Friday, June 16, 2006

memories of the past

WARNING: kinda senti mode here! :)

when i woke up this morning, i saw my tita packing our things.. well yeah.. we're moving out! BUT not too far.. cause we're probably just moving from one unit to the other.. the same building! weird! :)

anyway, i saw some pictures from the past (naxx..so dramatic ang dating.. trust me.. its not how it sounds like, you know mushiness...haha). saw some pictures of me and lala. we used to be really close. as in like sisters.. did all the stuff together.. kept no secrets from each other.. helped one another.. damayan talaga through gimiks and badtrips.. i guess i kinda miss her.. our moments together..

so our friendship started in a weird way.. my so-called boyfriend at that time liked her and all and i thought that she was flirting with him and the story goes on.. but i guess even if it started the craziest way, we had that bond.. naging super close kami to the extent na kung di kami napagkakamalang magkapatid or 'kambal' e napagkakamalang "kami" (haha! funny sobra! lesbians? haha).. i have so much memories of our "good times" together..
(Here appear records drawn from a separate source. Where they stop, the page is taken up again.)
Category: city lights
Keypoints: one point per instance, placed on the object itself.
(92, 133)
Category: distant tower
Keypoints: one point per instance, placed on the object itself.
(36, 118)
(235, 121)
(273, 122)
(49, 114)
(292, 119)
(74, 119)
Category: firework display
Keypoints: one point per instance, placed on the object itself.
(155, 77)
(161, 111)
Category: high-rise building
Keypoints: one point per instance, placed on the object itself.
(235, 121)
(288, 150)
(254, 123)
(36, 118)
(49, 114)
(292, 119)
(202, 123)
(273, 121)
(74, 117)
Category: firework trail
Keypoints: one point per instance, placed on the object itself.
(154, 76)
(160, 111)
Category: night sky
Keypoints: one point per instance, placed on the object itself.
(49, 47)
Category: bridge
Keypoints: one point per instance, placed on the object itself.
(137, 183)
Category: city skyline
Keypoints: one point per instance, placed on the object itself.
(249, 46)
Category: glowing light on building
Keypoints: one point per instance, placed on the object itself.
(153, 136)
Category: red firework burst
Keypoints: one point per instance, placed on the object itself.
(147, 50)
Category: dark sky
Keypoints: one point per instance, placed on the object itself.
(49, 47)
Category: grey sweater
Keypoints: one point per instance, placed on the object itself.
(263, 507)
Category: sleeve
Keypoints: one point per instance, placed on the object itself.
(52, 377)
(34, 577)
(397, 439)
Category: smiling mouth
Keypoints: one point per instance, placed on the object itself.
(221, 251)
we celebrated holidays together (name it: christmas, new year, holy week.. as in halos lahat!) since we're both only child and our parents weren't around much.. we lived together, we relied on each other on almost everything, she knew me more than anyone else knew me (as in talo nya magulang ko!) and vice versa. there was once pa nga this incident wherein i got really pissed off with my boyfriend so i threw the ring he gave me. lala knew that i will regret that.. and ofcourse i did.. when i was all senti and telling her about how stupid i thought i was.. she handed me the ring i threw away.. she kept the ring when she found it knowing that i would want it back someday.. thats how much she knew me.. para bang she knows how i would feel about any situation more than me. there are a lot more stories i can tell but id rather not.. it will just make me feel really bad.. i really thought we would remain friends forever though..

well, i guess people change.. people get fed up.. ofcourse our friendship wasnt all that happy.. we had our differences - we were actually different in most ways. i guess sometimes, your friend chooses the path you dont agree with because of fear that it will not do her any good.. but who are you to say right? yep! she got into something i really didnt like. i tried to talk her out of it but she wouldnt stop. i guess i just slipped away from her. my mom and tita told me that i didnt do everything i could have done. they told me i was actually a bad friend for leaving her that time. but i swear i did everything i could. and i am sure i was never a bad friend. she was kinda lost when we first became friends. and i was by her side, never leaving her for all those crazy times. but this time, it was just too much for me to take. its unfair how some people would think im selfish and that i was a bad friend. but atleast my friends understand why i had to do what i did. they say i made the right decision. i guess it really would depend on how you see it...

my point? i suppose there is really no point.. i was just reminicing.. the good times and the bad.. i guess its true what they say.. friends come and friends go.. atleast each friendship gives us some lessons and ofcourse leaves us with memories we can recall...

Thursday, June 15, 2006

the routine

i know.. i havent been updating my blog for who knows how long! this just means that my life is dull.. my life is boring.. and im a lazy person who doesnt want to do anything interesting.. there is really nothing to tell about me right now.. oh well!

i have a routine.. the usual routine for boring people (no offense to others who have the same routine though.. hehe) - wake up, work, sleep. its a cycle! a crazy cycle i must say.. but you know the weird part about it? im really fine with it. i dont feel like im missing out on stuff.. i dunno.. maybe im just getting old? yikes... scary thought! *erase*


i hope one of these days, something exciting comes my way.. i need to live life! i cant believe im too lazy to have fun.. me? lazy to have fun? hmm.. maybe its just a phase.. i guess i just need some rest to charge.. and when im all energized, i guess ill rule again! hahaha! whatev!